Christof Schiller Il n’y a pas de doute que la question de l’intégration des réfugiés a contribué à la polarisation politique. De plus en plus de politiciens et de partis populistes exploitent politiquement à leur avantage les tensions quant à la redistribution. Nous ne sommes pas en mesure à ce stade de prévoir quel sera l’impact du flux de réfugiés sur la justice sociale en Europe. Une chose est toutefois certaine : la question de la cohésion sociale va devenir le principal problème de l’Europe dans les prochaines années.
Que réserve l’avenir en matière d’inclusion sociale en Europe ?

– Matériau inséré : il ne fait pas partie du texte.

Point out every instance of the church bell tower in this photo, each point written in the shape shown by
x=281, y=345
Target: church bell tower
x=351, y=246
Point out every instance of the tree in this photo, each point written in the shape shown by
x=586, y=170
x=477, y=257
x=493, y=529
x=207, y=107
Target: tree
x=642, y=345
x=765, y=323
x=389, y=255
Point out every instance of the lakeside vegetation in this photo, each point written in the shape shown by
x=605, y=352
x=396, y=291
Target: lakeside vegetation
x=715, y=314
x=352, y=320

Daniel Schraad-Tischler Je suis plus optimiste quant à l’avenir que je ne l’étais il y a trois ans. La situation continue d’être dramatique dans certains pays, mais il y a de sérieuses raisons d’espérer. L’Irlande, la République Tchèque et la Pologne constituent autant de success-stories. L’Italie aussi semble avoir pris le bon chemin. Le gouvernement de Matteo Renzi a introduit ces dernières années des réformes pour moderniser un marché du travail obsolète. Mais cela met en évidence un problème général qui concerne la justice sociale : il faut souvent attendre 10 ou 15 ans pour voir si une réforme structurelle donnée produit des effets positifs au final. Si vous regardez l’Allemagne, la plupart des succès récents en matière économique et d’emploi sont le fruit de réformes lancées au début des années 2000. Les opinions divergent sur l’Agenda 2010, mais elle eu des effets structurels en Allemagne, et des effets positifs dans plusieurs secteurs. Je m’avancerai même à dire que les réformes qui ont été mises en place en Italie conduiront, en particulier pour les générations les plus jeunes, à de meilleures opportunités sur un marché du travail qui est actuellement dans un état déplorable.

Daniel Schraad-Tischler est Senior Expert à la Fondation Bertelsmann, où il dirige le projet Sustainable Governance Indicators (SGI). Il est co-auteur de l’Indice de la justice sociale 2016.
Christof Schiller est gestionnaire de projet au SGI de la Fondation Bertelsmann. Il est co-auteur de l’Indice de la justice sociale 2016.